The EEG surcharge for 2013 amounts to 5.277 ct/kWh, after having steadily and often steeply risen over the last years (A table showing the development of the EEG surcharge can be found here [1]). Given the above market price feed-in tariffs for renewable energy paid pursuant to the Renewable Energy Sources Act (EEG) and the steadily growing amount of renewable energy in Germany it is expected to rise again significantly in 2014 [2]. It could then be about twice as high as the market price of 27.63 EUR/MWh the four transmission system operators averaged in June [3]for the sale of renewable energy at the European Energy Exchange.
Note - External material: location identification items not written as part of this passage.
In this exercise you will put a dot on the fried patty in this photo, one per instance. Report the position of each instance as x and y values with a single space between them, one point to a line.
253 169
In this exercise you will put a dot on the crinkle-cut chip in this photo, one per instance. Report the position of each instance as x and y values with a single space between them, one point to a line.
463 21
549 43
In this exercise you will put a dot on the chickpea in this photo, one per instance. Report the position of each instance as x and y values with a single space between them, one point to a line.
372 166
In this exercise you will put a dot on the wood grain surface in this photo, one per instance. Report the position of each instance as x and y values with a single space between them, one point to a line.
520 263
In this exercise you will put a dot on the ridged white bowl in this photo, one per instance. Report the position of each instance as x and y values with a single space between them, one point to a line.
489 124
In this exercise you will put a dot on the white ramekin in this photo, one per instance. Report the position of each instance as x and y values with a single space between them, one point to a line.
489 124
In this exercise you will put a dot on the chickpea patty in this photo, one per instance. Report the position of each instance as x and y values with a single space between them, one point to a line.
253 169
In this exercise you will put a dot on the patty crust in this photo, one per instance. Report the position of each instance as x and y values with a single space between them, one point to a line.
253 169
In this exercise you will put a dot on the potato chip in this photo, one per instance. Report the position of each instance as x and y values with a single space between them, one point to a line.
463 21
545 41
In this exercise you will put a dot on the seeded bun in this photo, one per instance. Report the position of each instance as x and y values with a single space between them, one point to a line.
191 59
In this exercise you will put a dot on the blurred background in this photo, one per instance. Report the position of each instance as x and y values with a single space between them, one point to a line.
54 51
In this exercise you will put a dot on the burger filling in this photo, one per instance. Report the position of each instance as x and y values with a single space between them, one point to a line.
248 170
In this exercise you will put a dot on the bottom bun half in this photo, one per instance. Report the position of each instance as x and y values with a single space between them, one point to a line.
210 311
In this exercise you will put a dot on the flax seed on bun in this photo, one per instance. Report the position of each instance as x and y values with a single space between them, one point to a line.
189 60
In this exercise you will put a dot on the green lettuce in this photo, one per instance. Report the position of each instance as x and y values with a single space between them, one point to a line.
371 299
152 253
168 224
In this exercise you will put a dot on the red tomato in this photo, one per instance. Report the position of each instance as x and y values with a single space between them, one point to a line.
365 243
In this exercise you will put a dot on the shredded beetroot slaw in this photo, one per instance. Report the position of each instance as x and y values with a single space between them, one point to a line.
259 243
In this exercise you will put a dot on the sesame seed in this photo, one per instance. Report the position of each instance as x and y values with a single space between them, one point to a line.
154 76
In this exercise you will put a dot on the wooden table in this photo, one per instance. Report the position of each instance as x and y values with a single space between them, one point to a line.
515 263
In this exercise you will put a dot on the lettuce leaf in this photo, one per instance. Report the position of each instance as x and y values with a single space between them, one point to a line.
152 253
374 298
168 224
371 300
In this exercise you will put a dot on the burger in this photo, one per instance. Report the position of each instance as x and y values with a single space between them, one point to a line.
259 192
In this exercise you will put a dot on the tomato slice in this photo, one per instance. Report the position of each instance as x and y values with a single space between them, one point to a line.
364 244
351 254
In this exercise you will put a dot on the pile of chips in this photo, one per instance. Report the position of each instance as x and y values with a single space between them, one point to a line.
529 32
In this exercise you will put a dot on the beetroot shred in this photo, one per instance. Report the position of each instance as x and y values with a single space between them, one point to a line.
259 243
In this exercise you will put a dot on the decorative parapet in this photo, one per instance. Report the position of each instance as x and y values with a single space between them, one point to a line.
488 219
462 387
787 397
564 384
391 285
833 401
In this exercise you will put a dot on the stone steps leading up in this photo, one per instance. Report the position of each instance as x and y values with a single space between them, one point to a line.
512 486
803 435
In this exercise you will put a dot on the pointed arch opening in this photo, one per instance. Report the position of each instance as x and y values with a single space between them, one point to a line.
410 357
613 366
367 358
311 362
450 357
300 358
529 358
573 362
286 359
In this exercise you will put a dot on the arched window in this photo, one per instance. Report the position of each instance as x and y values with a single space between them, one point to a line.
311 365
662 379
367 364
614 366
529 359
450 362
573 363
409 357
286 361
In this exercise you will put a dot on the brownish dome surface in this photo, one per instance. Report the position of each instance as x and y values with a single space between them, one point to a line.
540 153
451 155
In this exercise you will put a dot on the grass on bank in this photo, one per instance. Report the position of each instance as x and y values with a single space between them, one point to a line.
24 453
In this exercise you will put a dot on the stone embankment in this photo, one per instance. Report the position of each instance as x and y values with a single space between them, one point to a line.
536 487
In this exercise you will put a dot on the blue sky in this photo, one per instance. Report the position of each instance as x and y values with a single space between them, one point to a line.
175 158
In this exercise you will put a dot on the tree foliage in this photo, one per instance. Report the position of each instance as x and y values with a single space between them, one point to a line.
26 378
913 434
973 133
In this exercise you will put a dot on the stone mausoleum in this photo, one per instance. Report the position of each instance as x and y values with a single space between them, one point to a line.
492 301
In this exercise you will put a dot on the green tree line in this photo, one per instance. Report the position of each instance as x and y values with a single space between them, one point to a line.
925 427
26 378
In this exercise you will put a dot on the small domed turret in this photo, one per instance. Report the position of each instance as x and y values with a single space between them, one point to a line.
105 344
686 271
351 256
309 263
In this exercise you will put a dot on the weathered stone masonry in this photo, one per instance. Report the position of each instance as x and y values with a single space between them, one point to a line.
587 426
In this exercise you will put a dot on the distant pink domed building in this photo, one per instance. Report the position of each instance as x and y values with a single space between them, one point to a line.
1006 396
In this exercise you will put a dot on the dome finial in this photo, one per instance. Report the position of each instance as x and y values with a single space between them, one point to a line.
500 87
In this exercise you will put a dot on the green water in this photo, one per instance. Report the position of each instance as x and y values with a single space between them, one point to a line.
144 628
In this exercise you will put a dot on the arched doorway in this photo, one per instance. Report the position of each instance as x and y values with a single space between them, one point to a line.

While ordinary electricity customers have to pay the EEG surcharge in full, the surcharge can be limited upon application for manufacturing enterprises if the electricity purchased from an electricity supplier and used by the enterprises themselves amounted at least 1 GWh at a certain delivery point in the last fiscal year and the ratio of the electricity costs to be borne by the enterprise compared to its gross value added was at least 14%. For a consumption exceeding 1 GWh up to 10 GWh the EEG surcharge is limited to 10%. It is further limited to 1% for a consumption of more than 10 GWh up to 100 GWh and amounts to 0.05 ct/kWh for a consumption exceeding 100 GWh (cf. Section 41 EEG).

2,357 companies have reportedly applied for EEG surcharge limitations in 2014 (2013: 2,055 applications) for 3,458 delivery points (2013: 3,184). Yet the numbers could still rise as they include only applications made electronically, SZ says. Applicants mostly come from the food industry, plastic manufacturers and the chemicals industry. However, it has often been criticised that applicants also come from other industries that are not subject to international competition. According to estimates, the reductions could add up to EUR 5 billion, SZ points out.

In the past the government and the opposition failed to contain the rising EEG surcharge [4] before the upcoming federal election in September. If, when and to what extent EU law might (also) force a change of the EEG remains to be seen. The Commission [5] is in the process of investigating compliance of the EEG feed-in tariff scheme and the EEG surcharge exemptions with EU state-aid and free movement of goods rules. At the same time three middle-sized textile companies have brought lawsuits against the EEG surcharge, which they consider unconstitutional. They have announced [6]to go all the way to the Federal Constitutional Court.